Sometimes it seems right to admit evidence that is technically inadmissible. The problem of rationalising the admission of hearsay evidence can give rise to the making of elusive distinctions. These are between the fact that a thing was said, and the truth of what is asserted in that statement. Other elusive distinctions are between reliable and unreliable hearsay, and between the reliability of evidence and what may properly be called its strength.
In Kamleh v R [2005] HCA 2 (3 February 2005) the difficulty was one of distinguishing between whether hearsay evidence was relevant because of the fact it was said, and whether it was relevant to prove the truth of what it said. In the circumstances of the case, this issue was obiter, as it was not relied on by the appellant and in any event there was no miscarriage of justice because of the overall strength of the case against the appellant.

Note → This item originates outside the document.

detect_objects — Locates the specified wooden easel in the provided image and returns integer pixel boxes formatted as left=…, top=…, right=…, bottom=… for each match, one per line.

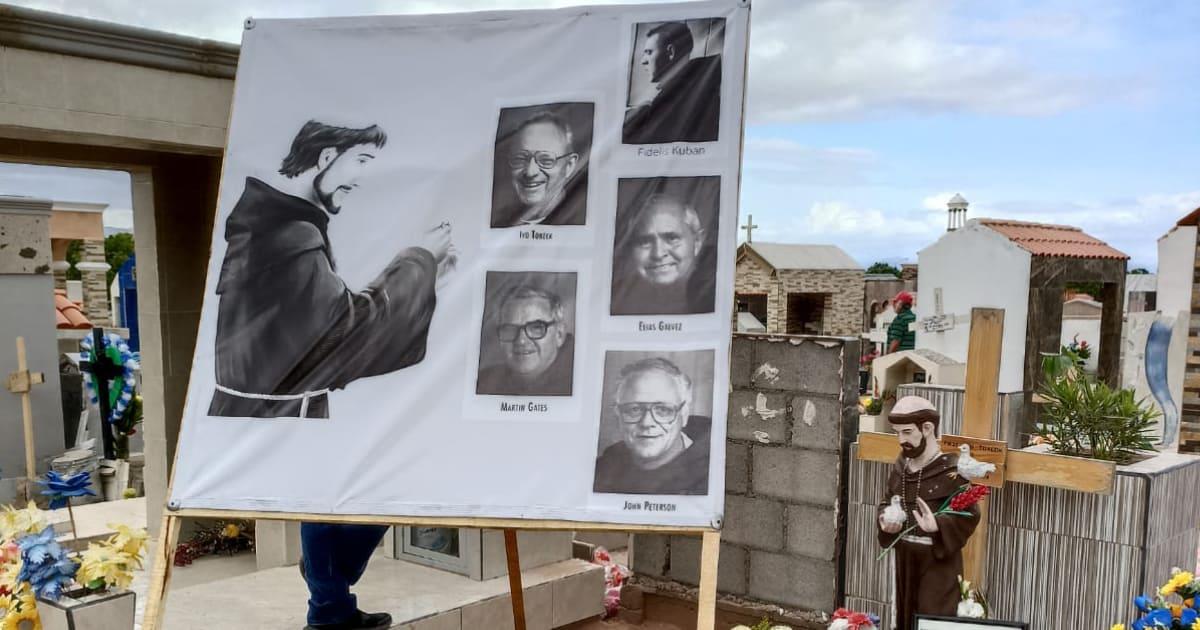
left=6, top=336, right=45, bottom=501
left=857, top=307, right=1116, bottom=588
left=143, top=508, right=720, bottom=630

Nevertheless, the High Court was divided over whether the evidence in question was excluded by the rule against hearsay. Gleeson CJ and McHugh J held, applying Walton v R (1989) 166 CLR 283 (HCA), that the evidence was not hearsay and was admissible, whereas the other three Judges, Kirby, Hayne and Heydon JJ, in separate judgments, expressed difficulties in accepting that Walton was correctly decided.
The evidence at issue in Kamleh was adduced by the prosecution: it was a comment made by Mr Zappia (who had been tried separately for the same two homicides and who had been convicted of manslaughter in respect of each), who was not called as a witness at the appellant’s trial. In this comment he had told a prosecution witness, a few days before the killings, that he and the appellant were going to catch up with one of the victims because he owed them something or they had something to settle with him.
The fact in issue to which this comment was relevant was the fact that the appellant and Mr Zappia had been together at the time of the killings: it showed they knew each other and had a common interest concerning the victim. The appellant did not give evidence at trial but adduced alibi evidence which the prosecution alleged was false.
Applying Walton v R, Gleeson CJ and McHugh J held that the comment was not hearsay: what a person says about his intention is original evidence. The witness to whom Mr Zappia spoke was stating his intention and the report of this was a report of original evidence.
The obvious fragility of this reasoning troubled the other judges. Kirby J was concerned (para 27) at the "feat of mental gymnastics" that was involved; Hayne J pointed out (para 33) that the difficulty lay "in identifying why the fact that an out of court assertion was made is relevant to an issue in the case except for the purpose of demonstrating the truth of the content of the assertion." Heydon J noted (para 38) that the use of such evidence to prove the carrying out of the asserted intention was "highly controversial".
Kirby J thought (para 28) this problem was becoming esoteric because Walton was overtaken by the Uniform Evidence Acts (Cth), s 72. That section provides "The hearsay rule does not apply to evidence of a representation made by a person that was a contemporaneous representation about the person’s health, feelings, sensations, intention, knowledge or state of mind." With respect, this seems to preserve the Walton position, which is that they are not hearsay, they are original evidence.
What, then, if the comment in Kamleh is correctly categorised as hearsay? In New Zealand, the position is governed by the common law acceptance of hearsay evidence that is relevant, when the primary witness is unavailable, and when it has sufficient apparent reliability, either inherent or circumstantial, to justify its admission: R v Manase [2001] 2 NZLR 197, (2001) 18 CRNZ 378 (CA). Similarly, the Evidence Bill, s 18(1)(a), proposes that hearsay evidence should be admissible if, inter alia, there is reasonable assurance that it is reliable.
The judge would, in determining the admissibility of the hearsay statement, have to assess its reliability without knowing what evidence the defence would call on the point, unless at pre-trial application or at voir dire the defence wished to reveal that. This is not a great difficulty where the defence relies on alibi, as in Kamleh, because notice of the alibi evidence has to be given to the prosecution. But, in cases where it would not be tactically prudent for the defence to reveal its case prematurely, the judge’s assessment of the reliability of the prosecution’s hearsay evidence would not be fully informed.